NEW YORK—Margurie Batts heard a loud noise, and then the water came in.
The storm surge from nearby Coney Island Creek and the Atlantic Ocean rushed into Batts’s home, and reached up to the edge of the second floor.
Luckily, Batts was living on the second floor. Her first floor tenant, a family of four, had evacuated ahead of warnings that Superstorm Sandy could flood low-lying coastal areas.
For over a month, Batts stayed at her son’s home in Long Island. She moved back into her house after the city installed an emergency boiler and got hot water running. But it would be almost two years later when she would finally get her house fixed.
“Anytime you have a void in your life, it isn’t pleasant,” Batts said, an 80-year-old retired postal worker. “But you can’t have it wearing and tearing on you.”
Batts has owned her home on Neptune Ave. in Coney Island for the past 37 years. “I was waiting for my season to come, and it finally has.”
Batts’s home is now getting repairs from the nonprofit Habitat for Humanity, through a new city partnership with local community organizations that the mayor announced on Wednesday, the second-year anniversary since Sandy hit.
The 2012 storm killed 44 New Yorkers and cost the city $19 billion in losses.
Build it Back
Build It Back (BIB), the city’s federally funded recovery program for homeowners affected by Sandy, will now contract with nonprofits and community organizations to rebuild homes.
The expansion will allow the city to link homeowners to services from these groups, even if they previously could not qualify for the program because they didn’t meet the federal eligibility requirements.
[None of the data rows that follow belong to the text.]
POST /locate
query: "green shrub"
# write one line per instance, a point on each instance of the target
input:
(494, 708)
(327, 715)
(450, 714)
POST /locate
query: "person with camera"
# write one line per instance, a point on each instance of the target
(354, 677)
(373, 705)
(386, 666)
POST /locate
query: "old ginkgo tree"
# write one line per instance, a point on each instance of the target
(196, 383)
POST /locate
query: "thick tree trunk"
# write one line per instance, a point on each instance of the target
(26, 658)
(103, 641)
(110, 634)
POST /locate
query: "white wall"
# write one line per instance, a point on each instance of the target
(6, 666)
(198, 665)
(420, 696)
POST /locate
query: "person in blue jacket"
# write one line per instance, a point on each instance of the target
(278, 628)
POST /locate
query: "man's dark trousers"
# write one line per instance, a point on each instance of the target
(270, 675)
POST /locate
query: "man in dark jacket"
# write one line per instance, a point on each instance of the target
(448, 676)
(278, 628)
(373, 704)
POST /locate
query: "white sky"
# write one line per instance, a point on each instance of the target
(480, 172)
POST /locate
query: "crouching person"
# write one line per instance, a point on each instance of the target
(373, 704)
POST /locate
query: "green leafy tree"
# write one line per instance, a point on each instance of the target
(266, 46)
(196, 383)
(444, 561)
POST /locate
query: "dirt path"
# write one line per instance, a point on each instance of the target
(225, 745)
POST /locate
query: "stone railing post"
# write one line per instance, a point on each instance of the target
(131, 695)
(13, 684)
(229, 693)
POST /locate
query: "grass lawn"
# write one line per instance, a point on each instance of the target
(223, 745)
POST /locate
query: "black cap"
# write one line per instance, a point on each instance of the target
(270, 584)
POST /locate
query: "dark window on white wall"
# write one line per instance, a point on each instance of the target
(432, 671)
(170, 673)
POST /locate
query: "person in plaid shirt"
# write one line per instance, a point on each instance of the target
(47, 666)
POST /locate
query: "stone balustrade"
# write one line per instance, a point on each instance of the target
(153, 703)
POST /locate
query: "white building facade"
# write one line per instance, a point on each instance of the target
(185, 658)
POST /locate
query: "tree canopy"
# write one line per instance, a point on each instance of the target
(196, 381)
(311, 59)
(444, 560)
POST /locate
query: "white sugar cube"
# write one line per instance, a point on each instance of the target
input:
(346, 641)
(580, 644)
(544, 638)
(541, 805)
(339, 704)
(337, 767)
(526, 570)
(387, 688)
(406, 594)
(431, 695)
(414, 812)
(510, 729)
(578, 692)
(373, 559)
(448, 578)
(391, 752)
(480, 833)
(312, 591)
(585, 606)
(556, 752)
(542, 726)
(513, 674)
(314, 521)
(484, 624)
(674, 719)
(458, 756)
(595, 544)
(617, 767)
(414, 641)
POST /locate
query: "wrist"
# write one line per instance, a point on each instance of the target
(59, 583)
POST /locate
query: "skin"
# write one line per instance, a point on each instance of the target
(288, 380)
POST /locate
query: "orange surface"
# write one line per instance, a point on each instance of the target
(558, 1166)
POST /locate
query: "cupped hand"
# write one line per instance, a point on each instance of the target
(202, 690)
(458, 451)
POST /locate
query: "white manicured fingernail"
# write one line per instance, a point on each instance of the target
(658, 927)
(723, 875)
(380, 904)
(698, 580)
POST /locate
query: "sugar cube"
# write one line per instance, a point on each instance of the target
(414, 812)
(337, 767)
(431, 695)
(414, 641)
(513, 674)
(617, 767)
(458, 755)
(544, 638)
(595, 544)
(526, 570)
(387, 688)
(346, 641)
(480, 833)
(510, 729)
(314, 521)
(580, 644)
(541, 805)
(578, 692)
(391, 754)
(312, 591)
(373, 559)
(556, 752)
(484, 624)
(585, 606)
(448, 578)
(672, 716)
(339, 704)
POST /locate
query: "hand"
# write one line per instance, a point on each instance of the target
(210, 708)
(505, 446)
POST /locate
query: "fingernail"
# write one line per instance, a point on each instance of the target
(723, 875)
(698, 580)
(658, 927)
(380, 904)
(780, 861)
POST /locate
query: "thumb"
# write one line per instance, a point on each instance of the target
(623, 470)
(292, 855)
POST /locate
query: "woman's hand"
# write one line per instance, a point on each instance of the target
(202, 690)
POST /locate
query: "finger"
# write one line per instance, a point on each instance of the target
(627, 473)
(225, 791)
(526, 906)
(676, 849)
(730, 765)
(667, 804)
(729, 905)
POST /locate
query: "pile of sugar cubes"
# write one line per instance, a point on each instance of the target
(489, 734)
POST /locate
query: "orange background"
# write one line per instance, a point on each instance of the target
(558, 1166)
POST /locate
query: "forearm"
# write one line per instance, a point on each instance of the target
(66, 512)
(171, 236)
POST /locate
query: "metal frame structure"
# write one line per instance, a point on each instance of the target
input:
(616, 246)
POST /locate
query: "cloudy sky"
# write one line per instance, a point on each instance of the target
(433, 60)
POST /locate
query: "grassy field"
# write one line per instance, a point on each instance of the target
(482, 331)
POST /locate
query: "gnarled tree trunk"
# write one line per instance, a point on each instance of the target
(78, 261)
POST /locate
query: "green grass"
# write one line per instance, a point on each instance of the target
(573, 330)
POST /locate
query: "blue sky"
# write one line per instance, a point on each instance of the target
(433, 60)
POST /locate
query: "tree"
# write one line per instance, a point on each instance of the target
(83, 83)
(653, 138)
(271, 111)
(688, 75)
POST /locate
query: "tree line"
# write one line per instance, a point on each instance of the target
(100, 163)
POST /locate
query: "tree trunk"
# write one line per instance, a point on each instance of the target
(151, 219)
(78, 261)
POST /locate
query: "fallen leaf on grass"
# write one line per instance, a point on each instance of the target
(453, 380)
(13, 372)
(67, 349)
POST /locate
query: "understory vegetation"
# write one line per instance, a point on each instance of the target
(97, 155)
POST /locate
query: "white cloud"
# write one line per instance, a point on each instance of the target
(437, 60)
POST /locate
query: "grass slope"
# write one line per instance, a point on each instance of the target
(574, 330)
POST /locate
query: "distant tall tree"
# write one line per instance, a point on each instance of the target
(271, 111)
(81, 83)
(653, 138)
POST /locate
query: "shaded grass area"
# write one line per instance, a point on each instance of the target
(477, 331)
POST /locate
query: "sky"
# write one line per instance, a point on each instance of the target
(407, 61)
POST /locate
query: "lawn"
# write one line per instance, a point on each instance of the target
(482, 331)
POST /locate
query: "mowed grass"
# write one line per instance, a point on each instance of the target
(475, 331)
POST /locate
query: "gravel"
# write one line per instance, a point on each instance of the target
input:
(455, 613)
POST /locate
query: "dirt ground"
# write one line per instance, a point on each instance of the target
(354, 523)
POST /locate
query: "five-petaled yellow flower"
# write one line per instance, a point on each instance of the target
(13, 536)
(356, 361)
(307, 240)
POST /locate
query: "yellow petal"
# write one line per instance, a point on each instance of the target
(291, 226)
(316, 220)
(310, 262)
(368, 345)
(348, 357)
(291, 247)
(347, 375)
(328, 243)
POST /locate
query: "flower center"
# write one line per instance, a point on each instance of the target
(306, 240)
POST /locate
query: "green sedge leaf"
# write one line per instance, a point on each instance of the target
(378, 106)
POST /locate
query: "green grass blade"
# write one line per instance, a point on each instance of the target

Batts is one such example.
The program launched in June 2013, and had close to 21,000 homeowners signing up. But help was slow to arrive: in April this year, only 30 reimbursement checks were mailed out and construction began on just nine homes, according to an Epoch Times report published this May.
Mayor Bill de Blasio announced on Wednesday that to date, 762 homes have begun construction, and 1,090 checks have been mailed out. Almost 6,500 applicants were offered a rebuilding plan through the program, of which 4,100 accepted it.
“We need to reach everyone in need,” the mayor said at a press conference outside Batts’s home.
He along with the first lady, City Council Speaker Melissa Mark-Viverito, council members Mark Treyger and Brad Lander, and Brooklyn borough president Eric Adams were among a group of elected officials who volunteered to paint and varnish Batts’s home on Wednesday.
The mayor noted that many local organizations were able to help in the storm’s immediate aftermath, when the city’s resources were stretched thin. “It was clear the first responders in many cases, who got there with the greatest impact, the earliest impact, were the community-based organizations, nonprofits, and faith-based organizations,” de Blasio said.
Habitat for Humanity’s New York chapter began a home repair program for Sandy-damaged homes in Staten Island in the spring of 2013. This May, the organization expanded the program to Coney Island.
In all, volunteers and staff have begun work in roughly 100 homes, 38 of them fully repaired, said John Cruz, a site construction supervisor at the organization.
Cruz began work on Batts’s home about two-and-a-half months ago. “When we got here, there was pretty much nothing fixed,” Cruz said. The entire first floor had to be gutted out.
The repairs are about 80 percent completed, and Cruz hopes to finish by the week of Thanksgiving.
Over 200 volunteers have worked on Batts’s home so far. Nina Missick, 23, and Heather Alford, 24, both began volunteering this summer. They endure a four-hour round-trip commute every Saturday to help out.
Missick didn’t realize the full extent of the storm’s impact, since her home neighborhood of Harlem went relatively unscathed. “I was surprised that a lot of people still needed help,” Missick said.
Alford said that at the end of the day, they’re glad to be able to assist. “In the first year [after Sandy], things were on hold. Things didn’t get done,” she said.
Local council member and chair of the City Council’s committee on storm recovery and resiliency, Mark Treyger said he was glad to finally see “signs of progress,” which didn’t exist last year.
“Communication has improved a lot,” Treyger said. “The problem is with capacity, but the partnership with Habitat for Humanity should improve that,” he said.